The East Contra Costa Fire Protection District announced Thursday that they won an appeal which will result in a Discovery Bay resident being fined $26,325 for a large scale firework show.
According to the District, they were advised of an illegal fireworks show that had taken place the July 4, 2020 holiday in Discovery Bay California. An investigation pursued and revealed a large-scale show of a little over 500 fireworks had been fired the night of the 4th of July.
The District cited the resident $26,325.00.
Fire Marshal Steve Aubert stated, “With the District’s limited resources of only three stations available to respond to fires, our Prevention Division works to eliminate all potential fires within the District,” said Fire Marshal Steve Aubert.
President Brian Oftedal stated explained the District put out press releases and information discouraging fireworks.

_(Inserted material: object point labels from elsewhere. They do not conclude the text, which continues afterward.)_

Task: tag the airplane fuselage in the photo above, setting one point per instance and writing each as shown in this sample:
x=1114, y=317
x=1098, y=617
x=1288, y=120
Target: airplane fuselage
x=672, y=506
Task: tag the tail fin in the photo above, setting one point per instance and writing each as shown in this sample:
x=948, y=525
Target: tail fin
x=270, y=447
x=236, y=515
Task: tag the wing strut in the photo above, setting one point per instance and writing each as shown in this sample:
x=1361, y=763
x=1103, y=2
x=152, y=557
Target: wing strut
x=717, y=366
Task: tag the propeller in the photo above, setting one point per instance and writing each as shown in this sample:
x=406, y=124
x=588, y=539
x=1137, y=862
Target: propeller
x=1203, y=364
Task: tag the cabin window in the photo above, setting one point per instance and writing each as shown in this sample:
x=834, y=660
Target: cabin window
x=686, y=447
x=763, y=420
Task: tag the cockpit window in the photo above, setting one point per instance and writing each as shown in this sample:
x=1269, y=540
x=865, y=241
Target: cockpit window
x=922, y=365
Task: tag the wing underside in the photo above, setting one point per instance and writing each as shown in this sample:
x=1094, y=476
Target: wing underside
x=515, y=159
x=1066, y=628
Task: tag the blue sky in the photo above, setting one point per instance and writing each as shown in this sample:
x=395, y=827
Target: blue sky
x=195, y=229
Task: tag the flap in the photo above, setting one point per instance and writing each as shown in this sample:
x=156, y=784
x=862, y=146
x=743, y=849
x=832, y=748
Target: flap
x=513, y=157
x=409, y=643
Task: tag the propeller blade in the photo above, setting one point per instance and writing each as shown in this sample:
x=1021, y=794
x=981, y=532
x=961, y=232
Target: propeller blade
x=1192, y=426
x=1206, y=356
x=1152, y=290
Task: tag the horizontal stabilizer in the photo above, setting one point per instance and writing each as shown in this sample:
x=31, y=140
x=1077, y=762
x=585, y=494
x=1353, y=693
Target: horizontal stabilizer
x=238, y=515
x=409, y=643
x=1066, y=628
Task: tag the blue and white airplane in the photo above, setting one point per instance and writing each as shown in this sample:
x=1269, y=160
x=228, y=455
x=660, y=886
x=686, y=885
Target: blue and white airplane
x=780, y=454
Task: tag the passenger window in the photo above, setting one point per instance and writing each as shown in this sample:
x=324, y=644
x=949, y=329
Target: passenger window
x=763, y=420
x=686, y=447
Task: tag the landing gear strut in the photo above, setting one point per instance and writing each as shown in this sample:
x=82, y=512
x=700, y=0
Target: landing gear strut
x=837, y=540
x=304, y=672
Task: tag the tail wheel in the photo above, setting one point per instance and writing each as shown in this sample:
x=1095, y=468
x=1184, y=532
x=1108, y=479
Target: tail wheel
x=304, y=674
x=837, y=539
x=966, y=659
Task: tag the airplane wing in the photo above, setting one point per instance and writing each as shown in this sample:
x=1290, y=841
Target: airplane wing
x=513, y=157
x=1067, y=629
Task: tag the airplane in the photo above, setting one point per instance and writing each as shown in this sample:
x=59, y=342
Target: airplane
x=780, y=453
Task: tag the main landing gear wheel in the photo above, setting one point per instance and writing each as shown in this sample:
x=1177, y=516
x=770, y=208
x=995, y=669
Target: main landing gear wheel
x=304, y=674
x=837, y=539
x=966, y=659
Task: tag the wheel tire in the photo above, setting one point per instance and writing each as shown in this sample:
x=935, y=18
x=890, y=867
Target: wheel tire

“On June 25, 2020 the Fire District put out a press release urging everyone to avoid the temptation of putting yourself and your neighbors at risk and reminded the public that Contra Costa County is a firework free zone,” said Oftedal. “It is unfortunate that these warnings were blatantly ignored and that our community was placed at increased risk. I am hopeful that this incident will serve as an eye opener to our communities and discourages individuals from violating local and county ordinances in the future”.
All fireworks are illegal in Contra Costa County, and violators may be subject to criminal charges or citations if found to possess, manufacture, sell, use or discharge, or offer to do so, any fireworks (including “dangerous,” “safe and sane,” and other fireworks) as defined in or pursuant to Health and Safety Code Sections 12502 through 12504.
County To Update Fireworks Ordinance
Last night, the Discovery Bay P-6 Committee supported a potential updated Fireworks Ordinance that Supervisor Diane Burgis will be bringing to the Board of Supervisors next month. The ordinance would apply to the unincorporated areas, however, they anticipate many cities may follow suite and approve a similar ordinance.
What the draft ordinance currently states is it amends Chapter 44-2 of the County ordinance where it holds the property owner responsible for fireworks. The person who organizes, supervises, sponsors, conducts, allows, controls or controls access to, the possession, manufacture, sale, offer for sale, use, or discharge fireworks at a residence or private property.
Ultimately, it appears the ordinance will have a clause where law enforcement no longer needs to actively observe fireworks, but rather, any observer can report it and with evidence such as video, photography or investigation a citation can now be issued.
It’s anticipate this ordinance will go before the Board of Supervisors sometime in May.